Is it better to marry a person you like to talk,or someone you are physically attracted?
Physical attraction tends to wane and is not a good basis for a marriage. You have to like the person and love spending time together.
I'd agree with Hendrika, but also add that you need to have both if your going to marry a person - initially you need to be attracted to a person to consider marrying them and for the longevity of your marriage you need to make sure that you get on with the person.
What you need to remember is marriage to a person is not the end but the beginning of a wonderful journey - how that journey plans out depends on you and the other person. Make sure you pack your journey with allot of 'Give-n-Take' and 'Forgive-n-Forget' for it to be an enjoyable trip.
We need people in our lives that like us. People that we like to be with. On a day to day basis physical attraction can only go so far. Find someone you enjoy spending time with. Someone who knows how to make you laugh. If you never look beyond the surface appearance of an individual you may miss out on a true treasure.
I love to have a lasting relationship if I am to marry the person. So, it has to be a person that I am able to communicate as well as being attracted to.
That way, it will be 100% of love and affection. Though people may say that it is hard to have best of both world but I am happy to say that I have found my love that has both.
It may sound incredible but then it is true as we have been married for more than 27 years and still growing strong as we do things together and talking the same topic as well as shopping for things we like.
I know this doesn't answer the "which is better" question, but I say people ought to hold off until they find someone with both qualities. There are a lot of physically attractive creeps and jerks out there, but it's pretty difficult to imagine wanting to be married to someone who offers great conversation but isn't someone his/her spouse is attracted to.
Of course, what this question doesn't address is the fact that there's such a thing as people who are great to talk to AND are physically attractive to the other - who still are people that "other" should not marry.
There needs to be mutual love (of the right kind) and respect. If those two things are there, one reason it is is usually because the person is someone who we find "great to talk to". Also, if that right kind of mutual love and respect are there, even people we'd find all that physically attractive can seem to become surprisingly more so.
You need to enjoy spending time with them, conversing, laughing, just enjoying their company. You need to have some physical attraction to them, to have a good, proper, successful relationship. But you cannot base a marriage entirely on looks. It just doesn't work. And besides, looks fade, and physical abilities diminish. The soul is the thing that stands strong throughout the good, the bad, and age. You need to love a person for who they are, not what they are, or what they have. You need to love a person in a way so that if all else fails, you will still love being with them. Looks are not deep, they are shallow, and I am afraid my friend, that relationships are an ocean.
I think you are going to have to initially be attracted to that person, at least.
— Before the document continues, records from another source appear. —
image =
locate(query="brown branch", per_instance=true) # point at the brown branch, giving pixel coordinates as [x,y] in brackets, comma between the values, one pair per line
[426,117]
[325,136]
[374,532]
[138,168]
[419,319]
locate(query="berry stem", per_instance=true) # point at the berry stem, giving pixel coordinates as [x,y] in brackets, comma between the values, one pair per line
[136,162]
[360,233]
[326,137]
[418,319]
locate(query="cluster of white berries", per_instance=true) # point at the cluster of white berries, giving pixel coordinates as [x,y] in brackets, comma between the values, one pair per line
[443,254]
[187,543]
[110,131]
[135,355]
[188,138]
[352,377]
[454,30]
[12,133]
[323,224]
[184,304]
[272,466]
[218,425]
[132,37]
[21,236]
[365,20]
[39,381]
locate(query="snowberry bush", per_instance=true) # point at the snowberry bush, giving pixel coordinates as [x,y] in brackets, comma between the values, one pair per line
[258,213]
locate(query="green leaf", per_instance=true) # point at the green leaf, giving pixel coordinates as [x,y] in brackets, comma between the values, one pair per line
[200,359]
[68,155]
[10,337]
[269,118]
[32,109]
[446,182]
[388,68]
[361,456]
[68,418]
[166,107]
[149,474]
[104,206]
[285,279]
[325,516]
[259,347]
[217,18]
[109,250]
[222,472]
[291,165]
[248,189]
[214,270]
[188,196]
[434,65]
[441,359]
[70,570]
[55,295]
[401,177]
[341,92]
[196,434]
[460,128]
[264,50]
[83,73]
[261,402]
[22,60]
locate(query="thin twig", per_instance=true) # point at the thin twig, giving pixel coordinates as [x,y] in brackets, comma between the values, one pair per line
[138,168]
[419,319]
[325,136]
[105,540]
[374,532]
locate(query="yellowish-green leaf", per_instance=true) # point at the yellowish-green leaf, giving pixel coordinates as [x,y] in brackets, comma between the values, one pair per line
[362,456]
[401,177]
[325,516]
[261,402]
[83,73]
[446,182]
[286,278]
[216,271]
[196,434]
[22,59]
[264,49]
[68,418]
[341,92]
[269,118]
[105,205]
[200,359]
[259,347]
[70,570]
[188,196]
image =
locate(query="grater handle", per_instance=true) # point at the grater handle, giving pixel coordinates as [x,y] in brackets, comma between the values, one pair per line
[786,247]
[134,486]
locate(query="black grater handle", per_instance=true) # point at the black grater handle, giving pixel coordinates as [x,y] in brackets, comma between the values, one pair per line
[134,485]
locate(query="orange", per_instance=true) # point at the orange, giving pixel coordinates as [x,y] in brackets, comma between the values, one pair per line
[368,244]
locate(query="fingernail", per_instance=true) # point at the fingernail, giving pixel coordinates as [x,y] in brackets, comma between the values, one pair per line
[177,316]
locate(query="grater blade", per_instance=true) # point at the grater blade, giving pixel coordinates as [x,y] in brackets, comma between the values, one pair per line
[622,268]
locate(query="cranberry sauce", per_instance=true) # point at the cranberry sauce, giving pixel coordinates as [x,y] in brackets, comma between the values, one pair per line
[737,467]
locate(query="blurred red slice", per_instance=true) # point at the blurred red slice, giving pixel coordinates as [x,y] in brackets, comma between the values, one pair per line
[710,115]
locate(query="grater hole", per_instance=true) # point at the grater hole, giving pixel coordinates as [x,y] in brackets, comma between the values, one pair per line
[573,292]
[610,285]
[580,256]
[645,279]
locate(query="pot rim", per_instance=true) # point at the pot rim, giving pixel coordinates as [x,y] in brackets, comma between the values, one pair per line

Even if passion fades, it's important to have had it there in the beginning, otherwise you're really missing out.
Start with one, end up with both. I have a bunch of friends that I enjoy talking to; some on certain subjects, a few are good conversationalist in just about every topic under the sky. Yet, I cannot imagine another relationship that is more than platonic with them. In my experience, when you get physically attracted to a person; a conversation is unavoidable. And when you DO love a person, you care about their interest and dreams, vice versa and the sharing begins. I have known people who loves their spouse deeply, yet all they do is spend time together without a lot of talking.
Mr.X is reading on the porch, Mrs.X sits next to him, knitting. Mrs.X puts down her knitting and stepped into the house. A couple of minutes later, the sound of soft music drifted out to the front. Mr.X smiles and place his book on the side table, he stood up and turn to the front door as Mrs.X walked out. Both smiling, Mr.A open his arms in a welcoming gesture as Mrs.A moved in to the steps of their favorite dance.
Sometime, the deepest bond isn't all about spoken words but the easy understanding and knowing you are perfect for each other.
What a silly ...and pointless question. If you are going to marry someone...you better be getting the full package...or it is destined to fail.